Das Thema Beschaffung sei in diesem Zusammenhang kein Problem. „Wir haben genug Rückstellen bei Baumschulen“, sagt Teuber. In nächster Zeit sei es aber gar nicht primär das Ziel, direkt aufzuforsten. „Derzeit befinden wir uns in der Ruhephase“, führt der Revierförster aus. Um die Kosten der Aufforstung auch tragen zu können, sind landesweite Förderprogramme ausgeschrieben. Welche Kosten auf die Stadt zukommen, hängt aber nicht nur damit zusammen, welche Fördermittel zu erhalten sind, sondern ob sich auch Firmen anteilig an der Wiederaufforstung finanziell beteiligen. „Deswegen ist eine konkrete Zahl derzeit nicht auszumachen“, sagt Teuber.

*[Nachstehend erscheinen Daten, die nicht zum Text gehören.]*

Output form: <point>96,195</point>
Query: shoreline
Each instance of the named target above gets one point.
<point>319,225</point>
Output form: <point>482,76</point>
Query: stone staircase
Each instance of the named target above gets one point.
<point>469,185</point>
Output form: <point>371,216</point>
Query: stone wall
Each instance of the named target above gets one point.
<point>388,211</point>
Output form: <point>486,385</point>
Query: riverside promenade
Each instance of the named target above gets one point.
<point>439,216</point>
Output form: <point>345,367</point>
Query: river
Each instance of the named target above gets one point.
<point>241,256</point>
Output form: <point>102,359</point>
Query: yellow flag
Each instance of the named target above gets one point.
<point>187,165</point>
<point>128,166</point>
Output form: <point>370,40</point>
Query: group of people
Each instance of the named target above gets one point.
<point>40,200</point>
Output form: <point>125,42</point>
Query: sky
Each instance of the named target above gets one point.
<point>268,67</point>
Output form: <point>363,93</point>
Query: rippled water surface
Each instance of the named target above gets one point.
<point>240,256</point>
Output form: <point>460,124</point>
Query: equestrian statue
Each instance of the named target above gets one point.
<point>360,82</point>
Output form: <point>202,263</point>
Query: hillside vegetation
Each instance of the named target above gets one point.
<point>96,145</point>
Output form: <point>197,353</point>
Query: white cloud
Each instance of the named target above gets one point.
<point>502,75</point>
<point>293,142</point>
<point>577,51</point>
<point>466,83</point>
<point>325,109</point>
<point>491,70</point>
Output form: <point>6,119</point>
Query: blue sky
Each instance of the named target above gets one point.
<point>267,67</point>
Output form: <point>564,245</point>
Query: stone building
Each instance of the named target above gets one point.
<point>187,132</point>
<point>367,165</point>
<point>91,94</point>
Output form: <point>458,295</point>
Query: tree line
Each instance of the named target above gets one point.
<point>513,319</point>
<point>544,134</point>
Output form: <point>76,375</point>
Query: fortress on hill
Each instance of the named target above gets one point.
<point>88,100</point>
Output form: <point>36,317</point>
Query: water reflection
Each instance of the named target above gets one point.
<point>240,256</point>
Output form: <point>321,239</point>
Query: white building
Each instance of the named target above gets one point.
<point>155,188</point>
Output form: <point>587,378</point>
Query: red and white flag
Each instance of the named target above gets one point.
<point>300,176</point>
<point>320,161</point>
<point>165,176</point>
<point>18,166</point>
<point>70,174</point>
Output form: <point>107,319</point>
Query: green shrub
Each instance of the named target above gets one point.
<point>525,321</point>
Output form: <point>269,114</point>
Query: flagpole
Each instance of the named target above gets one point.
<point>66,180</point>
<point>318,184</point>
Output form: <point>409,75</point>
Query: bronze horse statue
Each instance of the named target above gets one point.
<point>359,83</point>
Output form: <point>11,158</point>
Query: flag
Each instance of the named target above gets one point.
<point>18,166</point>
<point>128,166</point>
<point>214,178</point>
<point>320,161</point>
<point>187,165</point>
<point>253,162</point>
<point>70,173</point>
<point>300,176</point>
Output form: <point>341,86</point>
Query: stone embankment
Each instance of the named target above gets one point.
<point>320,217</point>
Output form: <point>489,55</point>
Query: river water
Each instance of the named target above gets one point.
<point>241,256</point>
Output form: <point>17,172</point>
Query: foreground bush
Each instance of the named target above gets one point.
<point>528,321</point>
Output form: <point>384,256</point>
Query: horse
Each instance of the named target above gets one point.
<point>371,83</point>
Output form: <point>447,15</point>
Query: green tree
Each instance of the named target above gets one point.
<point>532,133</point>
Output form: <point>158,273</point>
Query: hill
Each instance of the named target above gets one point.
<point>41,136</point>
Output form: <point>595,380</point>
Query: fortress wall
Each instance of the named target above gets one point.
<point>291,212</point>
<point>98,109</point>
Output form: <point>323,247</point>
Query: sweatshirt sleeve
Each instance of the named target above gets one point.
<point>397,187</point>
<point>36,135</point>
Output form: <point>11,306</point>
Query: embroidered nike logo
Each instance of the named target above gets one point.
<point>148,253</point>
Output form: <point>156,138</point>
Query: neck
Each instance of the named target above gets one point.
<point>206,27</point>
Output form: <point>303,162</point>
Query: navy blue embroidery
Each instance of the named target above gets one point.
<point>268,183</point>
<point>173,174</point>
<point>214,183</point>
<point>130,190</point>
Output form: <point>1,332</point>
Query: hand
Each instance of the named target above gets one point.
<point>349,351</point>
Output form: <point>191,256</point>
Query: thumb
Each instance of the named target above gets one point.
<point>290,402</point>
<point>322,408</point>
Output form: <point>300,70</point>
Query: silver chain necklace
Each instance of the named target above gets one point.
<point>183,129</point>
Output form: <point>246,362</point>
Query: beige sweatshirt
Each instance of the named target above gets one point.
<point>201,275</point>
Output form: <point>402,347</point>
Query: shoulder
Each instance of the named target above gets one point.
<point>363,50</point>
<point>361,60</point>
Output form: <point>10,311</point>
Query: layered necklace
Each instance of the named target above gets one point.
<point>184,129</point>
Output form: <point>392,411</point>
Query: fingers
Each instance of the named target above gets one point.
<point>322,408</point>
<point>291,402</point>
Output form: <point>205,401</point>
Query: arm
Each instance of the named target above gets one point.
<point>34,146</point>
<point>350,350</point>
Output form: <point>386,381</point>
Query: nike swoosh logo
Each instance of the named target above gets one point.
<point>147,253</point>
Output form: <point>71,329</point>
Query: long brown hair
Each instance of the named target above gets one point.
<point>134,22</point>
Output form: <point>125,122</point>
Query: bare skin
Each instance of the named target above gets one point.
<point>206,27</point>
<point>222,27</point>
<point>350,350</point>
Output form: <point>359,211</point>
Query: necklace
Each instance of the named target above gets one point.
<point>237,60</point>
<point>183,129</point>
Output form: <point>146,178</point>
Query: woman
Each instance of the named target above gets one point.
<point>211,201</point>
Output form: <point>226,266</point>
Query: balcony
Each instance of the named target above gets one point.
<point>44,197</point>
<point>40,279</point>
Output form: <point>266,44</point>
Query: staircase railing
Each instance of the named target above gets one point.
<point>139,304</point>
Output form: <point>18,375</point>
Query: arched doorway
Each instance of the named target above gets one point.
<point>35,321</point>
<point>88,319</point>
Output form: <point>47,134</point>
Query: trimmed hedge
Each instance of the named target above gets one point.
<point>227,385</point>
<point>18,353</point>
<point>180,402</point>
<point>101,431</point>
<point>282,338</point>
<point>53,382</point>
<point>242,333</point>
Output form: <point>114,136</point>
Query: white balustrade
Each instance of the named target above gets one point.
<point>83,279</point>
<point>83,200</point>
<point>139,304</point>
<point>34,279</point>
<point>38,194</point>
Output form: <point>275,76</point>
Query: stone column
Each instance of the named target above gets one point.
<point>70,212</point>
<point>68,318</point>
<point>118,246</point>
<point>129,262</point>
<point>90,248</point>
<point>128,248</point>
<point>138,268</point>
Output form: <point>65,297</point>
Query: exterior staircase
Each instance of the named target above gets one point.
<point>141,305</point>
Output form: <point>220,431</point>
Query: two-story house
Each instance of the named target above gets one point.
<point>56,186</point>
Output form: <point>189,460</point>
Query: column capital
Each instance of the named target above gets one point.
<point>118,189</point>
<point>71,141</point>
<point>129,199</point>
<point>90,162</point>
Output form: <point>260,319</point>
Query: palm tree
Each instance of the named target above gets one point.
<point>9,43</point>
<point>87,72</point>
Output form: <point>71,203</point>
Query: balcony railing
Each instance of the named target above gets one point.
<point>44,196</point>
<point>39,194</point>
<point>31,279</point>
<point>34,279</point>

Waldschäden in Lüdenscheid: Brügger Bahnhof als „Schlüsselsprojekt“

Als einen positiven Baustein beziehungsweise ein „Schlüsselprojekt“ bewertet Teuber die Wiederaufnahme des Brügger Bahnhofs im vergangenen November als Güterverladestation. Bis zu vier Züge pro Woche mit 23 bis 24 Waggons und jeweils 1600 Festmetern Holz werden seit November von Lüdenscheid aus auf die Schienen gebracht. „Pro Zug enstpricht dies einem Warenwert von 45 000 bis 50 000 Euro“, erläutert Teuber und ergänzt: „Das ist eine Dimension, die industriellen Charakter hat und auch der Größenordnung des Bahnhofs entspricht.“

In den kommenden Wochen und Monaten ist kein Abebben dieser Zahlen zu erwarten, da noch viele weitere Festmeter zu verladen sind. „Aber auf Sicht gesehen wird natürlich das Volumen der Schlagmenge absacken“, erklärte Hans Jürgen Badziura, Fachdienstleiter auf eine Nachfrage von Heidi Skorupa (SPD). Bis dahin ist der „Ultra-Marathon“ noch längst nicht abgeschlossen, das Ziel ist noch längst nicht in Sichtweite.